In the last several years, AI/ML technologies have become pervasive in academia and industry, finding its utility in newer and challenging applications. While there has been a focus to build better, smarter and automated AI pipelines, little work has been done to systematically understand the challenges in determining the readiness of data to be fed to this pipeline. Given a business problem, questions whose answers are still elusive include: how does one select the right data from a data source? Is the data collected of the appropriate quality? If not, what cleaning techniques should be applied, and how to determine if the goals of data cleaning are achieved? and so on. Researchers and practitioners alike have increasingly come to the realization that the real-world utility of an ML model is only as good as the data it has been trained on. Therefore, developing techniques and frameworks that help us determine the readiness of data for training and deploying machine learning models is of utmost importance.

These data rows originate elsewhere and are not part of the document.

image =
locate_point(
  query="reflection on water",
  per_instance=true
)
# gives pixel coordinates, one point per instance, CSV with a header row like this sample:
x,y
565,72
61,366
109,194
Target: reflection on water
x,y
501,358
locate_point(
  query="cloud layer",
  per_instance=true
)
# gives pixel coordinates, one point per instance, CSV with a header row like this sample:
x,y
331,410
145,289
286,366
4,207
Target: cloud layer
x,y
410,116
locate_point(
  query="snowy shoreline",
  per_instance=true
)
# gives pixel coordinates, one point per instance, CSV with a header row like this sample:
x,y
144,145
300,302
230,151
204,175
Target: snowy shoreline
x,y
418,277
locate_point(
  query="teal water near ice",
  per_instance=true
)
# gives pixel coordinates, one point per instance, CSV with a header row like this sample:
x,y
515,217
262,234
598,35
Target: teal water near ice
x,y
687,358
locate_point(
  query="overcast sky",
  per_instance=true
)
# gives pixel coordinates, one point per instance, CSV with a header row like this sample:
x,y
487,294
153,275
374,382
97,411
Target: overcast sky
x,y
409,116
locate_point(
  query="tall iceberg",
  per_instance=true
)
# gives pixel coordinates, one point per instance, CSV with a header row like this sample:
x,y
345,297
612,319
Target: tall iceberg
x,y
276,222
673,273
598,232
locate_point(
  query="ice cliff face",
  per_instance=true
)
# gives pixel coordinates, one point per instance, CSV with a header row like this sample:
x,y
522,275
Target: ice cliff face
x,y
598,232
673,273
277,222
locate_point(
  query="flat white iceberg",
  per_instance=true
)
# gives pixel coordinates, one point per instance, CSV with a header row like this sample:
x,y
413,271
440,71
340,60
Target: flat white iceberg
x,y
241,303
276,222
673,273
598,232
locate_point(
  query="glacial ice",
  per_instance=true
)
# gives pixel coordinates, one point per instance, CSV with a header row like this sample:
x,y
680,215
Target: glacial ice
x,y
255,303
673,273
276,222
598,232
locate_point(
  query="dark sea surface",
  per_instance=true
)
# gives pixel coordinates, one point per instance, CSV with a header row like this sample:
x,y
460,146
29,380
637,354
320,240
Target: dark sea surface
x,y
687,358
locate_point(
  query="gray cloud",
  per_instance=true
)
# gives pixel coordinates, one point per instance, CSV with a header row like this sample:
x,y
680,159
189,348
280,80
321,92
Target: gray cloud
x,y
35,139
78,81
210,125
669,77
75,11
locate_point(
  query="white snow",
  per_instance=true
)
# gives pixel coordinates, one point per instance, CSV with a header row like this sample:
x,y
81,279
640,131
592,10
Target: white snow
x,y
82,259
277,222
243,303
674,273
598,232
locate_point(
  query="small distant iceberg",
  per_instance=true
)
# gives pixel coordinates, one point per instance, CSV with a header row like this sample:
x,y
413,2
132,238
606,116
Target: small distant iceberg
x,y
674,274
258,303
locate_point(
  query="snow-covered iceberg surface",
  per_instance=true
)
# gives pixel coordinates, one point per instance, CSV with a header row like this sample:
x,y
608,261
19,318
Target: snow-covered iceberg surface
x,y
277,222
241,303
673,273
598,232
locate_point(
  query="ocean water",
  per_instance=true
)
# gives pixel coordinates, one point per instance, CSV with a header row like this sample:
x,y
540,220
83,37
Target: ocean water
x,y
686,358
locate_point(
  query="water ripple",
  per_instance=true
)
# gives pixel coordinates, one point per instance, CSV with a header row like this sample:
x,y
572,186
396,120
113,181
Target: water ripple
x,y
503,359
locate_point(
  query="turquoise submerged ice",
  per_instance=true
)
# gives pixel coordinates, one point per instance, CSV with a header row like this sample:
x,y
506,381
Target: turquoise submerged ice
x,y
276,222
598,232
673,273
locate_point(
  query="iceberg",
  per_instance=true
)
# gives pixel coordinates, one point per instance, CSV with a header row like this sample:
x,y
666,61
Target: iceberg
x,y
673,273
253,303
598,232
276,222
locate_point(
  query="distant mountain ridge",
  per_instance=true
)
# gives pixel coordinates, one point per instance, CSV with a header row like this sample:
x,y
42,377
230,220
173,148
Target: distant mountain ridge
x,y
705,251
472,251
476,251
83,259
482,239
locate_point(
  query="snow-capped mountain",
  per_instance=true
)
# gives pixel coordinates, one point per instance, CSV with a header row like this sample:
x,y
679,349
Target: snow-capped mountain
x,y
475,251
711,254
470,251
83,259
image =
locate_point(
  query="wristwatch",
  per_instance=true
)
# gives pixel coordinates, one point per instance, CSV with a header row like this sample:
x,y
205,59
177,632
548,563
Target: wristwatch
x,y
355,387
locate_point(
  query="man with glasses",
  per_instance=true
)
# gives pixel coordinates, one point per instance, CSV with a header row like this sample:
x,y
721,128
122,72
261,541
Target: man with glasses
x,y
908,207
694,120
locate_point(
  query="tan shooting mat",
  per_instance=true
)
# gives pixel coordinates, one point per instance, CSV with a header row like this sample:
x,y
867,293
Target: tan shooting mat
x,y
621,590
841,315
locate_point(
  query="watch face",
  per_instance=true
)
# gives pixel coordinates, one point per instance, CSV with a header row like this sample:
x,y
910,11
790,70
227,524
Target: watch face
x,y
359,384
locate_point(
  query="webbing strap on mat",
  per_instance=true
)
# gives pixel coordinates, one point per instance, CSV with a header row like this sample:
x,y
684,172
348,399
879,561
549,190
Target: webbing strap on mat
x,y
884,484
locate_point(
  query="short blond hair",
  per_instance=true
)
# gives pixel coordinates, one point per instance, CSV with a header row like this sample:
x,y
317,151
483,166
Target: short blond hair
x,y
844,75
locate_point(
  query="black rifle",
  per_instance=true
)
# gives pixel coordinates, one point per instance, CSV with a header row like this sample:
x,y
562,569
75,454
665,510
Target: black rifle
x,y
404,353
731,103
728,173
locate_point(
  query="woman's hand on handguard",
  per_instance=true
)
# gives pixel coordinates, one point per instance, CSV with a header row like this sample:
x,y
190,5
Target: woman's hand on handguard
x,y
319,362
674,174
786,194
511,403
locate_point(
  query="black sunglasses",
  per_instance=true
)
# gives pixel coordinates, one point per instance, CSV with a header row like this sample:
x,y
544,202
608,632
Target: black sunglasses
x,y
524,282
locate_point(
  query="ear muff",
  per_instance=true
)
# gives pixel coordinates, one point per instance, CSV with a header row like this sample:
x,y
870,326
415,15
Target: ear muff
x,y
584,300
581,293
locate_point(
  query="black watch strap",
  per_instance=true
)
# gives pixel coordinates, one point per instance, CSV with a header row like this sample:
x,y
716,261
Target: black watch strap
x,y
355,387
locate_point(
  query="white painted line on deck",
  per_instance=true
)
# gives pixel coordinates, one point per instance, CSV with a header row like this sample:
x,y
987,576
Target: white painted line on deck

The goal of this workshop will be to get researchers working in the fields of data acquisition, data labeling, data quality, data preparation and AutoML areas to understand how the data issues, their detection and remediation will help towards building better models. With the focus on different modalities such as structured data, time series data, text data and graph data, this workshop invites researchers from academia and industry to submit novel propositions for systematically identifying and mitigating data issues for making it AI ready. Methods of data assessment can change depending on the modality of the data. This workshop will invite submissions for data readiness for different modalities: structured (or tabular) data, unstructured (such as text) data, graph structured (relational, network) data, time series data, etc. We would like to explore state-of-the-art deep learning and AI concepts such as deep reinforcement learning, graph neural networks, self-supervised learning, capsule networks and adversarial learning to address the problems of data assessment and readiness.
Authors are invited to submit original, previously unpublished research papers. Research papers, up to 10 pages, describing original and novel research work, including research results and evaluations should be submitted. Research papers should not have been published or submitted for publication concurrently elsewhere.
Papers should be written in English, following Springer LNCS style including all text, references, appendices, and figures. Since it is single blind review process, please include author names and affiliations. For formatting instructions and templates, see the Springer Web page: http://www.springer.de/comp/lncs/authors.html (LNCS Template Overleaf). Submitted papers will be evaluated by at least three members of the international program committee. At least one author of each accepted paper must register and participate in the workshop to present the paper. The workshop papers will be included in LNCS/LNAI post Proceedings of PAKDD Workshops published by Springer .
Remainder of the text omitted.